19h25 : Alors que la France vient de perdre aux tirs au but contre l’Argentine, Bryan’s Magic Tears font une entrée en scène progressive, construisant peu à peu une musique qui s’éloigne de plus en plus de leur rock psyché des débuts (Greetings from Space Boys), et vient affronter les géants passés du shoegaze, en imposant un niveau sonore plus conséquent… Comment souvent avec les Parisiens, il y a peu, voire pas d’interactions avec le public, mais de beaux morceaux noyés dans un déluge sonore croissant, où les voix masculine et féminine se relaient pour nous offrir des mélodies flottantes, sans toujours éviter le risque de l’uniformité. Au bout de quarante-cinq minutes, ils nous offrent leur classique Slamino Days comme final terrible, puissant, envoûtant, où l’influence de My Bloody Valentine est prégnante. On leur suggérerait donc à nouveau de montrer un peu plus de sympathie pour leur public, voire même seulement de montrer leur plaisir de jouer, mais depuis le temps…
20h45 : avec Ride, et surtout Mark Gardener, on a droit au contraire à des sourires et une constante démonstration de sympathie (en français la plupart du temps, en plus) : comme quoi on peut jouer du shoegaze et ne pas être autiste !
Ce soir, Ride jouent Nowhere , l’un des albums fondateurs du genre (le shoegaze, donc…) dans l’ordre et dans son intégralité, avec un peu de retard sur les 30 ans d’anniversaire, pandémie oblige. Malgré les excellents souvenirs qu’on garde des débuts du groupe d’Oxford, il faut bien avouer que, au risque de fâcher les fans, nous ne sommes pas vraiment attachés à Nowhere, que nous avons toujours trouvé un peu trop… uniforme, justement. Mais ce risque (d’uniformité) va être superbement conjuré ce soir, grâce à l’excellence de l’interprétation et du son, faisant ressortir des subtilités de titres que les années nous avaient fait oublier. Mark Gardener et Andy Bell jouent toujours aussi magnifiquement bien de leurs guitares, et on jurerait même qu’ils ont progressé vocalement (la faiblesse du groupe à ses débuts…). Lawrence Colbert, à la batterie, impressionne aussi beaucoup, avec une frappe littéralement tellurique, dont on s’étonne qu’elle ne nous ait pas plus marqués au début des années 90. Si l’on peut déplorer des lumières un peu chiches, la splendeur et la force du son rattrapent largement le manque de spectacle sur scène (Andy et Mark ne sont pas deux musiciens particulièrement passionnants à regarder !).

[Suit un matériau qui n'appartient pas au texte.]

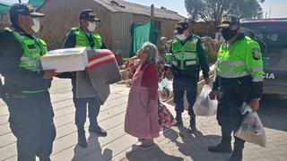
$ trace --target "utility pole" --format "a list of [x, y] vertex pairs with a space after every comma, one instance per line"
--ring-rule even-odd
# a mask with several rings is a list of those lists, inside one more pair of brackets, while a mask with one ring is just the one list
[[270, 4], [270, 9], [269, 9], [269, 19], [271, 17], [271, 4]]
[[154, 5], [151, 5], [151, 19], [154, 21]]

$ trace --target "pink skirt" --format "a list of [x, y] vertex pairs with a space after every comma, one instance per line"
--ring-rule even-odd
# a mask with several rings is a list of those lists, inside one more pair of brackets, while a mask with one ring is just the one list
[[152, 110], [146, 111], [149, 88], [132, 87], [129, 91], [125, 120], [125, 131], [134, 137], [152, 139], [159, 137], [158, 99]]

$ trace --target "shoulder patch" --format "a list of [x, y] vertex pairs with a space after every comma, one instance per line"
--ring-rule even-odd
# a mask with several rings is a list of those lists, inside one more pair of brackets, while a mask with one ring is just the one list
[[253, 48], [252, 49], [252, 57], [255, 60], [259, 60], [261, 58], [261, 53], [260, 53], [260, 50], [258, 48]]

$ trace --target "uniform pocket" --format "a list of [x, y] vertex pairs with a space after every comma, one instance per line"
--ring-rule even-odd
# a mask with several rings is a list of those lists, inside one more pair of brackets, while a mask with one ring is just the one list
[[149, 101], [149, 93], [150, 89], [148, 88], [143, 88], [140, 89], [140, 103], [141, 106], [144, 106], [144, 108], [147, 107], [148, 106], [148, 101]]

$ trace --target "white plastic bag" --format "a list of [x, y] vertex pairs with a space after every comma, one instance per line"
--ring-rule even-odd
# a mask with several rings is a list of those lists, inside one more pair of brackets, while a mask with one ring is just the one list
[[245, 102], [240, 111], [242, 114], [248, 114], [234, 135], [246, 141], [265, 147], [266, 135], [257, 113], [252, 112], [251, 107]]
[[193, 106], [196, 115], [210, 116], [214, 115], [217, 110], [217, 100], [211, 100], [209, 93], [212, 89], [209, 85], [204, 85]]

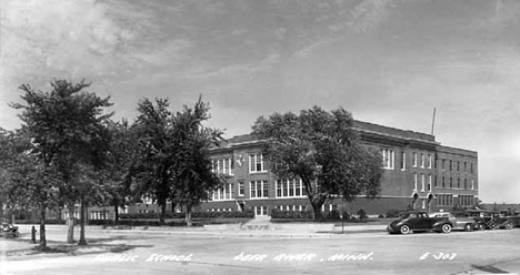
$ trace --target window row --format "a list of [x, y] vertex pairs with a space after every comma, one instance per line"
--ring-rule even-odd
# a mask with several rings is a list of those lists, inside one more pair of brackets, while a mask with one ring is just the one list
[[307, 196], [306, 187], [301, 180], [276, 181], [277, 197]]
[[91, 211], [90, 220], [110, 220], [109, 211]]
[[437, 205], [453, 206], [458, 204], [460, 206], [471, 206], [474, 203], [473, 195], [459, 195], [458, 200], [453, 198], [453, 194], [437, 194]]
[[207, 208], [206, 212], [233, 212], [232, 208]]
[[474, 190], [474, 180], [468, 180], [463, 179], [461, 181], [460, 177], [453, 179], [453, 177], [447, 177], [447, 176], [441, 176], [440, 181], [437, 181], [436, 176], [436, 186], [438, 187], [443, 187], [443, 189], [463, 189], [463, 190]]
[[[383, 169], [393, 170], [394, 169], [394, 159], [396, 159], [396, 151], [393, 149], [381, 149], [381, 155], [383, 161]], [[399, 167], [401, 171], [404, 171], [407, 167], [407, 153], [401, 152], [399, 160]], [[466, 172], [473, 174], [473, 163], [471, 162], [460, 162], [460, 161], [452, 161], [452, 160], [439, 160], [441, 164], [441, 170], [449, 171], [458, 171], [458, 172]], [[447, 166], [449, 164], [449, 166]], [[433, 154], [427, 153], [418, 153], [412, 152], [412, 167], [421, 167], [421, 169], [437, 169], [437, 160], [434, 160]]]
[[228, 183], [223, 187], [218, 189], [211, 195], [213, 201], [224, 201], [234, 198], [234, 184]]
[[453, 205], [453, 195], [451, 195], [451, 194], [438, 194], [437, 195], [437, 205], [438, 206], [452, 206]]
[[459, 195], [459, 205], [461, 206], [471, 206], [473, 202], [473, 195]]
[[418, 167], [420, 165], [421, 169], [428, 167], [431, 169], [432, 164], [432, 155], [424, 154], [424, 153], [412, 153], [412, 166]]
[[216, 174], [233, 175], [233, 159], [211, 160], [211, 172]]
[[277, 205], [274, 208], [280, 211], [304, 211], [306, 206], [302, 205]]
[[452, 160], [440, 160], [442, 171], [457, 171], [457, 172], [464, 172], [464, 173], [474, 173], [473, 163], [470, 162], [460, 162], [460, 161], [452, 161]]
[[[427, 182], [428, 180], [428, 182]], [[431, 191], [431, 175], [413, 173], [413, 191], [419, 191], [419, 181], [421, 185], [421, 191]]]

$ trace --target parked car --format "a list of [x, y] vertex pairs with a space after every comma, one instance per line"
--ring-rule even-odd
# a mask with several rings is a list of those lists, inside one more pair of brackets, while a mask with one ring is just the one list
[[390, 234], [409, 234], [419, 231], [450, 233], [453, 224], [446, 217], [430, 217], [427, 212], [411, 211], [387, 226]]
[[14, 226], [10, 223], [0, 224], [0, 236], [4, 237], [19, 237], [20, 233], [18, 232], [18, 226]]
[[477, 222], [468, 215], [454, 215], [450, 212], [431, 213], [430, 217], [446, 217], [453, 225], [453, 230], [458, 231], [473, 231], [477, 227]]
[[519, 211], [500, 211], [500, 215], [508, 217], [514, 227], [520, 227], [520, 212]]
[[513, 221], [509, 217], [500, 216], [497, 211], [467, 210], [466, 213], [471, 215], [478, 224], [484, 224], [487, 230], [511, 230], [514, 227]]

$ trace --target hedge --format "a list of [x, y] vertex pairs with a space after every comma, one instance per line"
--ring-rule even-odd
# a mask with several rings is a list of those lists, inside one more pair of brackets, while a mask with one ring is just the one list
[[[40, 220], [14, 220], [14, 224], [40, 224]], [[46, 220], [46, 224], [66, 224], [66, 221]]]
[[[313, 218], [314, 213], [312, 211], [281, 211], [281, 210], [272, 210], [271, 217], [272, 218]], [[322, 212], [323, 220], [340, 220], [340, 212], [337, 210]], [[344, 212], [343, 218], [350, 218], [350, 214]]]

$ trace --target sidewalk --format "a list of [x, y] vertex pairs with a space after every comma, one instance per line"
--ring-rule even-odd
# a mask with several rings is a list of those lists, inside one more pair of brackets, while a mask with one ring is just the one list
[[[32, 228], [30, 224], [18, 225], [22, 236], [29, 236]], [[39, 230], [39, 225], [34, 225]], [[373, 233], [384, 232], [381, 224], [346, 224], [344, 233]], [[48, 232], [67, 232], [67, 225], [46, 225]], [[180, 234], [180, 235], [232, 235], [232, 236], [276, 236], [276, 237], [327, 237], [341, 234], [342, 227], [334, 224], [314, 223], [271, 223], [269, 220], [252, 220], [247, 224], [216, 224], [200, 227], [186, 226], [116, 226], [87, 225], [86, 231], [103, 231], [107, 233], [138, 233], [138, 234]], [[79, 226], [74, 227], [79, 232]]]

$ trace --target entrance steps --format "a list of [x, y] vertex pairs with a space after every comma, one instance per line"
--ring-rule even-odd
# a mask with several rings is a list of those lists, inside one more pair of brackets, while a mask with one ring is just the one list
[[270, 216], [256, 216], [253, 220], [242, 224], [242, 230], [263, 231], [270, 227]]

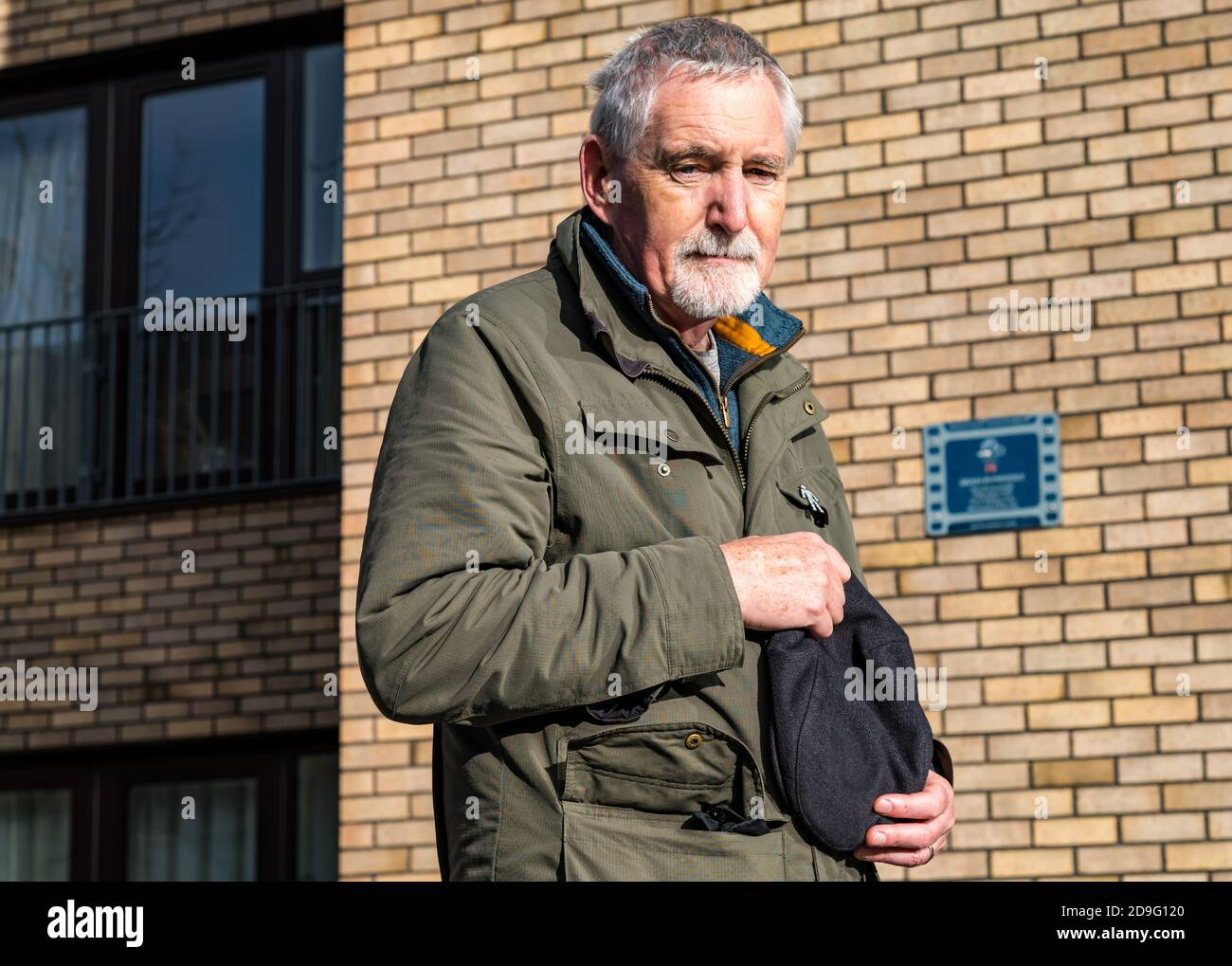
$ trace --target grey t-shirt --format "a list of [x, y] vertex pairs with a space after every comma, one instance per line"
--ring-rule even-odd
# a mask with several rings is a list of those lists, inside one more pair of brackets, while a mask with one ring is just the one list
[[710, 349], [706, 351], [699, 350], [697, 355], [715, 377], [715, 384], [722, 386], [722, 380], [718, 377], [718, 343], [715, 341], [715, 333], [707, 331], [706, 335], [710, 338]]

La plupart des titres sont transpercés par des stridences de guitare à l’effet garanti, et le public, profondément amoureux de cette musique, porte constamment Ride à l’excellence. Mark nous raconte en riant que, 30 ans plus tôt, ici à Paris, Guy Chadwick leur avait demandé de ne pas jouer avant son House of Love, parce qu’ils étaient trop bons ! Il se moquera gentiment ensuite d’Andy Bell qui confond l’Elysée Montmartre avec le Trianon où ils ont joué la dernière fois : la bonne ambiance, quoi…
Reste qu’une fois terminée l’heure consacrée à Nowhere, dans lequel est venu s’incruster le single Unfamiliar, et qui se referme sur une belle version très bruyante du titre éponyme, les 35 minutes qui suivent s’avèreront finalement plus plaisantes : avec trois titres de Going Blank Again – qu’ils nous promettent de revenir jouer dans son intégralité à son tour très bientôt – et trois chansons plus récentes, typiques d’un groupe qui a évolué vers un rock plus direct, plus mélodique, cet addendum à la soirée montre Ride sous son meilleur jour, celui de la maturité décomplexée. Avec toujours, bien entendu, ces guitares abrasives ou enflammées qu’on adore.
S’il régnait dans la salle une atmosphère de nostalgie qui n’est pas ce que nous apprécions le plus dans un concert, nous avons eu le plaisir de voir parmi les quadras et quinquagénaires pas mal de jeunes gens ravis d’être là pour cette messe shoegaze. Et pour ce dernier concert avant Noël.